None of us can do everything nor know everything, so we need each other to find solutions together, and that makes those solutions better, as a TEAM: Together Each Achieves More. We inspire and motivate others when we are constructive and acknowledge others’ contributions. Being positive as we deliver feedback, brainstorming approaches or even getting bad news, is more productive. People always remember how we make them feel.
What is your key piece of leadership advice?
Feedback is a gift. We all need feedback to grow, so receive both complimentary and constructive feedback with gratitude. None of us sees ourselves clearly, so we rely on others to help us see the blind spots and the strengths. I am grateful that I had mentors who pointed out my blind spots and helped me along my leadership journey. Of course, we always like being told what we do well, but we all have blinders, therefore 360 reviews are instructive and, when received well, can help refine leadership behaviors.
How are you paving your success forward?
I spend a significant amount of time actively mentoring others to develop them as current and future leaders.
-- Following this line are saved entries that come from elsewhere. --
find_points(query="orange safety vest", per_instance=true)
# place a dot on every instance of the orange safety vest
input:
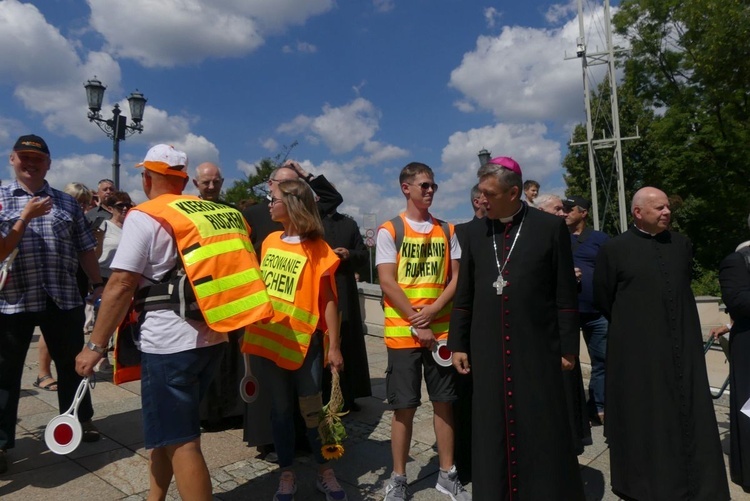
(214, 244)
(292, 274)
(423, 266)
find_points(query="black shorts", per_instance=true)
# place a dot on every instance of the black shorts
(403, 378)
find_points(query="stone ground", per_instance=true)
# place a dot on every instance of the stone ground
(117, 468)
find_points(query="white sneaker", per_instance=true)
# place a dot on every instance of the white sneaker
(287, 487)
(328, 485)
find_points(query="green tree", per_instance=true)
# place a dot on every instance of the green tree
(689, 60)
(686, 86)
(254, 189)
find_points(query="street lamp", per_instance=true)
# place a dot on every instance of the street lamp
(484, 156)
(116, 128)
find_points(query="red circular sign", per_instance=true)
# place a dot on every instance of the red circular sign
(63, 434)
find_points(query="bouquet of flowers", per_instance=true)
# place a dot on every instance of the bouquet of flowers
(331, 429)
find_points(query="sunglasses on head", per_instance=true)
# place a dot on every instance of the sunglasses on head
(426, 186)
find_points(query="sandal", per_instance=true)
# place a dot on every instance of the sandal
(51, 386)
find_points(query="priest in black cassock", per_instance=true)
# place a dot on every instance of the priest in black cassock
(661, 427)
(515, 312)
(342, 234)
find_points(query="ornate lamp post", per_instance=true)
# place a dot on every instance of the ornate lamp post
(116, 128)
(484, 156)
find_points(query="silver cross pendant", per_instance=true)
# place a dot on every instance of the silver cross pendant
(499, 285)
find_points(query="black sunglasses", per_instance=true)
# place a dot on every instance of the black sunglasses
(426, 186)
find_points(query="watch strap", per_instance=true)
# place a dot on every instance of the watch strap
(93, 347)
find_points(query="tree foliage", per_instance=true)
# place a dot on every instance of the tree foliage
(254, 189)
(686, 86)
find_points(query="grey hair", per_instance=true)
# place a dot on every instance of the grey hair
(506, 177)
(545, 198)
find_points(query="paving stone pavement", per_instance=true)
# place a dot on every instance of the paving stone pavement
(116, 467)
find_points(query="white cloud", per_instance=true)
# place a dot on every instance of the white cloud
(166, 33)
(491, 16)
(383, 5)
(270, 144)
(538, 156)
(560, 12)
(344, 129)
(521, 74)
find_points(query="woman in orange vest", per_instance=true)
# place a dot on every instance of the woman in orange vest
(298, 270)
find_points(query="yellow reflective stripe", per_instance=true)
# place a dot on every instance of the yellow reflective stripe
(391, 312)
(423, 292)
(440, 327)
(223, 284)
(296, 313)
(214, 249)
(276, 347)
(398, 331)
(236, 307)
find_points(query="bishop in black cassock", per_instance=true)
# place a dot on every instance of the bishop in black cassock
(660, 426)
(517, 327)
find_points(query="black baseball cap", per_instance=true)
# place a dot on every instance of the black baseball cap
(581, 202)
(31, 142)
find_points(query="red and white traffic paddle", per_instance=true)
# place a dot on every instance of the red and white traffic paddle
(442, 354)
(440, 351)
(249, 384)
(64, 432)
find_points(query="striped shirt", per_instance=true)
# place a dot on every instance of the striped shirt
(48, 252)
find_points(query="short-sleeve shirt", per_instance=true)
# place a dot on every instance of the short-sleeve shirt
(386, 252)
(47, 260)
(148, 248)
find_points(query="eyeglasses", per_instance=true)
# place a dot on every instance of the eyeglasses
(426, 186)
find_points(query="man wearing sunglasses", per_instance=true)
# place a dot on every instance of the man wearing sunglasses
(417, 259)
(104, 189)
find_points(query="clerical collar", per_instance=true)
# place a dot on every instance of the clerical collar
(646, 232)
(510, 218)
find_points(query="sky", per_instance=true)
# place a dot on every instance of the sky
(362, 87)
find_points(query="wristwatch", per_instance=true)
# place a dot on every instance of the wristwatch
(93, 347)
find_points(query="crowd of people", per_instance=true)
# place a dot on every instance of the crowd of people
(211, 285)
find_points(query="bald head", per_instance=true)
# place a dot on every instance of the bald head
(208, 180)
(650, 209)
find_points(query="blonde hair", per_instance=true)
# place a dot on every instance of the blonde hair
(299, 200)
(79, 191)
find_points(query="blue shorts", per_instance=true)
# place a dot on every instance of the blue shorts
(172, 387)
(403, 378)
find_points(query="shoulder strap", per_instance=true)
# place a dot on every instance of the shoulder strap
(745, 251)
(398, 229)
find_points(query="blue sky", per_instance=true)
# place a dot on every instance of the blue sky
(363, 86)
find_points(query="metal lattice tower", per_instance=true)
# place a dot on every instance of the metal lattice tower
(591, 59)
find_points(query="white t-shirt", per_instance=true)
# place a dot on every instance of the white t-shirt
(112, 236)
(148, 248)
(386, 251)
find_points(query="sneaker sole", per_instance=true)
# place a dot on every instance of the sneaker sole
(445, 491)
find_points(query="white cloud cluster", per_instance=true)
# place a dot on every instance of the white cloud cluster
(345, 129)
(170, 33)
(302, 47)
(383, 5)
(521, 75)
(47, 75)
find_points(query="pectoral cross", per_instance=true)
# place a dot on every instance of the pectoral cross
(499, 285)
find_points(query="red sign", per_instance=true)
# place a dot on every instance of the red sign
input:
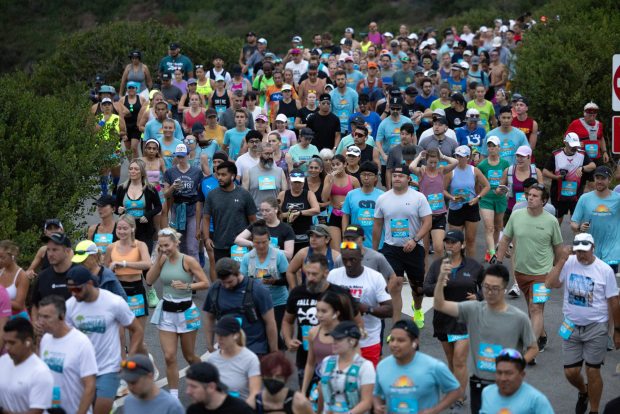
(615, 134)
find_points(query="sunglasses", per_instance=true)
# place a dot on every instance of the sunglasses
(349, 245)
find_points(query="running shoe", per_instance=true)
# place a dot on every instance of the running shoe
(151, 297)
(514, 291)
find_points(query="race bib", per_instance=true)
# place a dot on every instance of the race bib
(541, 293)
(192, 318)
(400, 228)
(266, 182)
(136, 304)
(436, 201)
(486, 356)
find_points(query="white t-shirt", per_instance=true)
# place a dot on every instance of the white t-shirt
(586, 290)
(70, 359)
(367, 288)
(100, 321)
(401, 215)
(26, 386)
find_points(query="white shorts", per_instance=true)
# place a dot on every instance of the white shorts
(177, 321)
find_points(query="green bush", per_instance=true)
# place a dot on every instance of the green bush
(105, 48)
(50, 159)
(565, 64)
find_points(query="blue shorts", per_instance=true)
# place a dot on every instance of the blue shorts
(107, 385)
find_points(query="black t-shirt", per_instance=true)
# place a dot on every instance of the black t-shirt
(230, 405)
(302, 304)
(325, 128)
(283, 232)
(50, 282)
(455, 118)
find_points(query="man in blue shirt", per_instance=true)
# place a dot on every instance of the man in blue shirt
(410, 381)
(510, 393)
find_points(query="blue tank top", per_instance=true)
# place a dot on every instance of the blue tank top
(463, 185)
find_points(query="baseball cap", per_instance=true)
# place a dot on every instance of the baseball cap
(572, 139)
(493, 139)
(180, 151)
(354, 150)
(228, 325)
(346, 329)
(319, 230)
(583, 242)
(84, 249)
(135, 367)
(455, 235)
(524, 150)
(297, 176)
(80, 275)
(462, 151)
(353, 231)
(604, 171)
(60, 239)
(204, 372)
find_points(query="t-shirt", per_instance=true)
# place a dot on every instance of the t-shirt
(527, 400)
(234, 139)
(230, 303)
(70, 359)
(50, 282)
(236, 371)
(26, 386)
(586, 290)
(373, 260)
(536, 237)
(229, 211)
(402, 215)
(302, 304)
(325, 128)
(415, 386)
(368, 288)
(491, 331)
(230, 405)
(603, 214)
(360, 207)
(100, 321)
(163, 403)
(509, 142)
(191, 180)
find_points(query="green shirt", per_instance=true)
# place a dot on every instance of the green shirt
(535, 237)
(493, 173)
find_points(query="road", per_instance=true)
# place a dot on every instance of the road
(547, 375)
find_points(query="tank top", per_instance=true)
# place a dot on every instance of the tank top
(102, 240)
(132, 256)
(191, 120)
(175, 271)
(220, 103)
(137, 76)
(134, 110)
(290, 110)
(136, 207)
(463, 184)
(302, 224)
(432, 188)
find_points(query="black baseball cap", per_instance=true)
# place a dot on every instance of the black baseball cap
(346, 329)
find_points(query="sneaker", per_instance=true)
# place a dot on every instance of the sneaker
(542, 343)
(514, 291)
(151, 298)
(418, 317)
(582, 403)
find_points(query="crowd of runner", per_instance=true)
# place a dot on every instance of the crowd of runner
(304, 192)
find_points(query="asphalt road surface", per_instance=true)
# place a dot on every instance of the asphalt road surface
(547, 375)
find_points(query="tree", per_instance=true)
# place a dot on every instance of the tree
(566, 63)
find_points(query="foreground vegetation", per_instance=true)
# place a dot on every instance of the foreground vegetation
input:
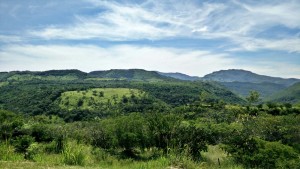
(132, 124)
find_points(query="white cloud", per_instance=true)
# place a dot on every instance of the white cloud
(90, 57)
(10, 38)
(238, 22)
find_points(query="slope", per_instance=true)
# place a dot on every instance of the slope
(180, 76)
(289, 95)
(129, 74)
(235, 75)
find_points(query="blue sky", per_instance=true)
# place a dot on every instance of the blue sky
(193, 37)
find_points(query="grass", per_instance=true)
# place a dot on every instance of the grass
(3, 84)
(93, 98)
(35, 77)
(79, 156)
(215, 157)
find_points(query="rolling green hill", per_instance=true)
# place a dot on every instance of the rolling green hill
(180, 76)
(243, 88)
(40, 92)
(289, 95)
(234, 75)
(130, 74)
(91, 99)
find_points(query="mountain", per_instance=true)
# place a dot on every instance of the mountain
(290, 95)
(71, 74)
(130, 74)
(235, 75)
(243, 88)
(180, 76)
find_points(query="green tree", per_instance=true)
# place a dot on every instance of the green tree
(253, 97)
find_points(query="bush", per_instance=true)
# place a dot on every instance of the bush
(22, 143)
(75, 154)
(254, 152)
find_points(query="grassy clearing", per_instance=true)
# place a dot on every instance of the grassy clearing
(102, 79)
(3, 83)
(215, 158)
(93, 98)
(34, 77)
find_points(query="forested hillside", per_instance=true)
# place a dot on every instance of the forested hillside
(140, 119)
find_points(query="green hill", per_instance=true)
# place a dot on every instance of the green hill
(180, 76)
(234, 75)
(243, 88)
(129, 74)
(40, 92)
(289, 95)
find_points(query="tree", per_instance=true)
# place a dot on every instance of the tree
(253, 97)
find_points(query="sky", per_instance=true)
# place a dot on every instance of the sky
(195, 37)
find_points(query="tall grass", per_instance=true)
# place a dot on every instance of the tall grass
(7, 152)
(75, 154)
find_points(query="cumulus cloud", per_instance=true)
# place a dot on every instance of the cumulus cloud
(90, 57)
(238, 22)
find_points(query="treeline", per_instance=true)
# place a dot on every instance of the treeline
(252, 136)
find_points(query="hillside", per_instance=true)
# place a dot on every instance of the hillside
(243, 88)
(234, 75)
(39, 92)
(289, 95)
(129, 74)
(180, 76)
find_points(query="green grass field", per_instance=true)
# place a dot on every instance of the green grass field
(34, 77)
(93, 98)
(101, 161)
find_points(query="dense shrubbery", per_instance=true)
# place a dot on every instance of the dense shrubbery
(176, 121)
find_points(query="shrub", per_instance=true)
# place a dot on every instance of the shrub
(75, 154)
(22, 143)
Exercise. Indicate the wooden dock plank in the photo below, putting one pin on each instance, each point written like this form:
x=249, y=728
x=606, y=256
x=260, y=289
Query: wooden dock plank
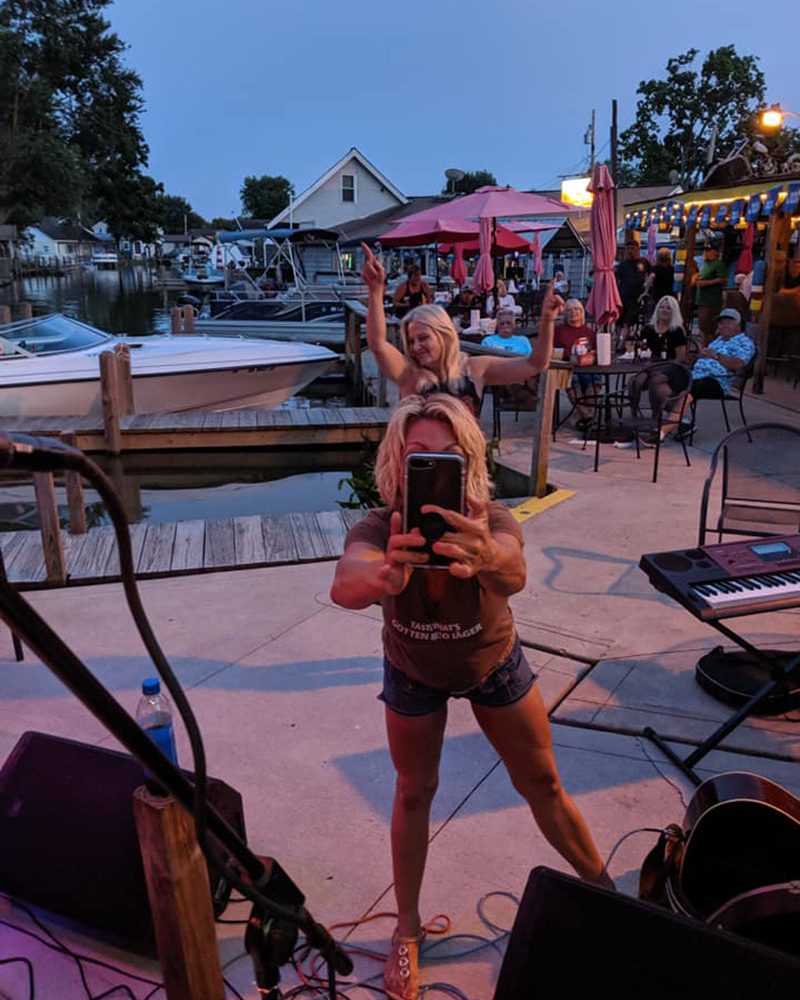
x=156, y=555
x=279, y=543
x=248, y=541
x=187, y=552
x=94, y=555
x=219, y=547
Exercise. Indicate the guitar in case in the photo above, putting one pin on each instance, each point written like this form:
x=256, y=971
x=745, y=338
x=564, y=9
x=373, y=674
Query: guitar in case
x=737, y=865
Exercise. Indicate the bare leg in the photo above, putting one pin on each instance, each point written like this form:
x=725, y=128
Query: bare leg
x=521, y=735
x=415, y=743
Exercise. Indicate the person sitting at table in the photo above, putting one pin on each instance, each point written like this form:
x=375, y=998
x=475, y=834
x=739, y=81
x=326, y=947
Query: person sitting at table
x=430, y=359
x=504, y=338
x=664, y=334
x=504, y=300
x=411, y=293
x=584, y=386
x=716, y=366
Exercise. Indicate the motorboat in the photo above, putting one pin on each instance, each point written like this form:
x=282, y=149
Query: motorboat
x=50, y=366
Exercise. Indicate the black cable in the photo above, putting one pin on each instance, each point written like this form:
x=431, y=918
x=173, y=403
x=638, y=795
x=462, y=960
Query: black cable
x=29, y=966
x=300, y=917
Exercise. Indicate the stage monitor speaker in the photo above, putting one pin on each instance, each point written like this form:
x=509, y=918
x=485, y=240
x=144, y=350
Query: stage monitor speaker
x=571, y=939
x=68, y=839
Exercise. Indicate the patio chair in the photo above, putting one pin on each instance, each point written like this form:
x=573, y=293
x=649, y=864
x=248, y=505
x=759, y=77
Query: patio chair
x=755, y=473
x=734, y=394
x=645, y=420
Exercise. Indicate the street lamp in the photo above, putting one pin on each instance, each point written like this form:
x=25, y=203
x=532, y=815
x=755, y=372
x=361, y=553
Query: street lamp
x=772, y=117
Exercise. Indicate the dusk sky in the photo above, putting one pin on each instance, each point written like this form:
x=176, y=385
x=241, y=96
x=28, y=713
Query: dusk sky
x=276, y=87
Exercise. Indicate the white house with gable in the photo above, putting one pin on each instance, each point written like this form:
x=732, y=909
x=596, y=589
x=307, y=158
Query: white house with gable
x=350, y=189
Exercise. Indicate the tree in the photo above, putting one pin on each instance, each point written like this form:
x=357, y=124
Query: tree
x=471, y=181
x=263, y=197
x=679, y=118
x=69, y=112
x=175, y=214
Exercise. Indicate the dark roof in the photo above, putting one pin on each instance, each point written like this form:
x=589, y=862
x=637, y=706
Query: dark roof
x=60, y=229
x=369, y=227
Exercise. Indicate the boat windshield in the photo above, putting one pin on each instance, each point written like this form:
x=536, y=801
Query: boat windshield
x=48, y=335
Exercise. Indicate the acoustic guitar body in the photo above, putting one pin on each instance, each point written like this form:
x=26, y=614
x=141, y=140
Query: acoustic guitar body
x=740, y=864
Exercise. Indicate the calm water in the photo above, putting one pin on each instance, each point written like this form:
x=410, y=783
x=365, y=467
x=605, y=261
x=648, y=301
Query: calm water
x=122, y=301
x=169, y=486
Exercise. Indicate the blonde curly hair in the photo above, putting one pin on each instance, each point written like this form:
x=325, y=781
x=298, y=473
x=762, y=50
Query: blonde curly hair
x=389, y=466
x=452, y=361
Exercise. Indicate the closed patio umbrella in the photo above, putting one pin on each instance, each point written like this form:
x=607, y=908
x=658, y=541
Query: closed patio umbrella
x=604, y=302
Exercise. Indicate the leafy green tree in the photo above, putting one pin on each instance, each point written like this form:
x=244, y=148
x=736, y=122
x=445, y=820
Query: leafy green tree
x=263, y=197
x=174, y=214
x=678, y=117
x=69, y=112
x=471, y=181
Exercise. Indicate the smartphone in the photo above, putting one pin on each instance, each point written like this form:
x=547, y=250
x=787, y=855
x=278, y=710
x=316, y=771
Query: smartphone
x=432, y=477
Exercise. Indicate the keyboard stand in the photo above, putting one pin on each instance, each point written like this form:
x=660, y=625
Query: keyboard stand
x=779, y=673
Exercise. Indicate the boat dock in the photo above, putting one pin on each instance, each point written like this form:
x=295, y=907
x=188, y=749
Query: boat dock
x=180, y=547
x=251, y=428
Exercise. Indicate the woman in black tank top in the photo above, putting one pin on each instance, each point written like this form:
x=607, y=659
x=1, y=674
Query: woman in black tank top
x=431, y=359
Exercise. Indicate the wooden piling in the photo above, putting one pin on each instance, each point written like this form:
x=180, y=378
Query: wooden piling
x=110, y=401
x=45, y=490
x=180, y=899
x=74, y=487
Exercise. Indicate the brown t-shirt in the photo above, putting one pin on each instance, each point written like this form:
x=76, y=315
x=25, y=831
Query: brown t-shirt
x=452, y=643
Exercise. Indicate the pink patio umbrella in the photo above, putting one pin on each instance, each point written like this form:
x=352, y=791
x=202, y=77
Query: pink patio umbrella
x=494, y=203
x=483, y=278
x=458, y=272
x=744, y=265
x=604, y=302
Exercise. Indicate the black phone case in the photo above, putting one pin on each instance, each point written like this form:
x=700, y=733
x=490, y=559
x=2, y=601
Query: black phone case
x=438, y=478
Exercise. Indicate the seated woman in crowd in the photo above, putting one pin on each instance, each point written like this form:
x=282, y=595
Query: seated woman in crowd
x=430, y=359
x=411, y=293
x=482, y=661
x=504, y=298
x=664, y=334
x=584, y=387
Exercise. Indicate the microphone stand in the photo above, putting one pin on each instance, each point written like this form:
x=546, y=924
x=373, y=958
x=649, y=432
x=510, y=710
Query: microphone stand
x=278, y=909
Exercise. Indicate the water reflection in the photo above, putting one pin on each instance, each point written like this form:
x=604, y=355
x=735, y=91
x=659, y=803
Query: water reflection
x=122, y=301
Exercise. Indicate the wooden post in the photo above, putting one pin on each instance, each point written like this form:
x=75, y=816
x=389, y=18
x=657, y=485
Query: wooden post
x=110, y=401
x=188, y=319
x=180, y=898
x=74, y=486
x=550, y=381
x=779, y=231
x=45, y=489
x=687, y=291
x=124, y=378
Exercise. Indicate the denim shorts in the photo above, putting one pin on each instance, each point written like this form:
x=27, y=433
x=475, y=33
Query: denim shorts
x=506, y=684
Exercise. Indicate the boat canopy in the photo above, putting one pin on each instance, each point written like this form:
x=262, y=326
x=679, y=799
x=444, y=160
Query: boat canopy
x=48, y=335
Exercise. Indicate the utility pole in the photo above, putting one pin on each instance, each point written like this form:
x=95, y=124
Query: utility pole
x=614, y=159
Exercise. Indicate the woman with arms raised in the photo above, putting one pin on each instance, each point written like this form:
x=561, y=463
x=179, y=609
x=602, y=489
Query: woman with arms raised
x=431, y=361
x=449, y=633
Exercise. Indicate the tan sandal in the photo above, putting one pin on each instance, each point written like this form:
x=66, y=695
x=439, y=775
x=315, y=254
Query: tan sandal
x=401, y=975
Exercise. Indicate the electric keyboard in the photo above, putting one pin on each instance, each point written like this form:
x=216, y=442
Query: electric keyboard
x=731, y=579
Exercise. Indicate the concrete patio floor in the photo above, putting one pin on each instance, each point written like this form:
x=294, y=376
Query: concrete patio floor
x=284, y=686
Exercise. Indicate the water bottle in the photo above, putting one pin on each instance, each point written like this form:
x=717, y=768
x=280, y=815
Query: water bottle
x=154, y=715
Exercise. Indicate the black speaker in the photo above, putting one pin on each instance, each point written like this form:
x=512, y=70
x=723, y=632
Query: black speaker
x=571, y=939
x=68, y=839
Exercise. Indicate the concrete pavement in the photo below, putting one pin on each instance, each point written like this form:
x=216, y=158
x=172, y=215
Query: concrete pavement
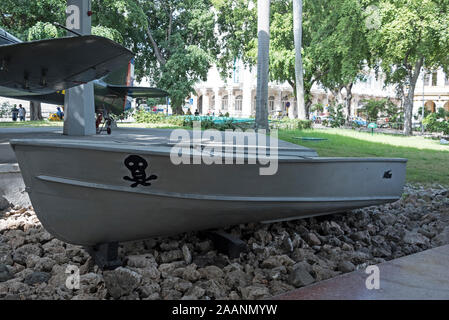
x=422, y=276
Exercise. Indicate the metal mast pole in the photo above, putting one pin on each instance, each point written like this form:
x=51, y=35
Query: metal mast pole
x=79, y=107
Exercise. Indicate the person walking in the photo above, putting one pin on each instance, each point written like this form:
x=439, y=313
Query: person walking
x=22, y=113
x=60, y=113
x=15, y=113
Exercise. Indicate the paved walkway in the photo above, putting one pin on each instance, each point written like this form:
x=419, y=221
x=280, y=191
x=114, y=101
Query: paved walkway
x=124, y=135
x=421, y=276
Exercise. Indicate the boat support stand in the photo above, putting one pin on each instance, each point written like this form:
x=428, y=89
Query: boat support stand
x=226, y=243
x=105, y=255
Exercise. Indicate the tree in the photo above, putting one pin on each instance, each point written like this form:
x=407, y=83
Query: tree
x=299, y=71
x=240, y=40
x=35, y=111
x=340, y=43
x=412, y=34
x=176, y=46
x=263, y=36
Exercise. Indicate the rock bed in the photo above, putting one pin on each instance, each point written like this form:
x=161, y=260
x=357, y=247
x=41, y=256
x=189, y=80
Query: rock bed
x=281, y=257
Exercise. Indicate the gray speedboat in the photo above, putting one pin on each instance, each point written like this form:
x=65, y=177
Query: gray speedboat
x=95, y=191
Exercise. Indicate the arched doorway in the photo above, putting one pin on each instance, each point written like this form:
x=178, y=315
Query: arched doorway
x=200, y=105
x=238, y=103
x=431, y=106
x=224, y=103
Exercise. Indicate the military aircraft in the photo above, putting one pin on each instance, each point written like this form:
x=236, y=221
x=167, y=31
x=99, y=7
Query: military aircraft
x=42, y=70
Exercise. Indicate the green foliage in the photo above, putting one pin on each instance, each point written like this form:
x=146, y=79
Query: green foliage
x=337, y=117
x=18, y=16
x=43, y=30
x=295, y=124
x=318, y=107
x=373, y=109
x=109, y=33
x=434, y=123
x=5, y=109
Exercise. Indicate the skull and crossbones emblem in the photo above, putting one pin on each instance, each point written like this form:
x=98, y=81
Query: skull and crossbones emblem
x=138, y=165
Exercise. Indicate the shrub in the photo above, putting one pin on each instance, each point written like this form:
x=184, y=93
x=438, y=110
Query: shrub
x=337, y=117
x=434, y=123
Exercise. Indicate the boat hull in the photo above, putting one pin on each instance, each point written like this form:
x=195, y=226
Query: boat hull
x=80, y=195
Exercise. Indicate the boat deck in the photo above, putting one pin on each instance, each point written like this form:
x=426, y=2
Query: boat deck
x=422, y=276
x=123, y=136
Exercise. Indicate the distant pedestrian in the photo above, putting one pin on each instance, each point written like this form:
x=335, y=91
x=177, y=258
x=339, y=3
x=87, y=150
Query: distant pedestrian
x=22, y=113
x=60, y=113
x=15, y=113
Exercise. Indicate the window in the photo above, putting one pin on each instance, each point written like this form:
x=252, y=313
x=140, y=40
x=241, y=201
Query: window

Effective leaders create more leaders. Leaders who develop leaders become magnets for talent from within and outside of the organization because they are considered inspirational. Seeing my many proteges assume the leadership mantle is certainly one of my proudest accomplishments.
What’s the single most important trend you see impacting the industry?
Through the pandemic we have experienced remarkable and impactful partnership with global regulatory agencies to drive quality and speed in the development and registration process of bringing new products to patients through emergency-use regulatory pathways. Working in unison to achieve the laudable public health goal of finding a solution for the pandemic has brought a new level of partnership we trust can be carried forward beyond the pandemic.
Akin to the HIV/AIDS era where diverse accelerated regulatory mechanisms were introduced, we trust that collaboration will lead to paradigm shifts to more efficient engagement with the regulatory agencies.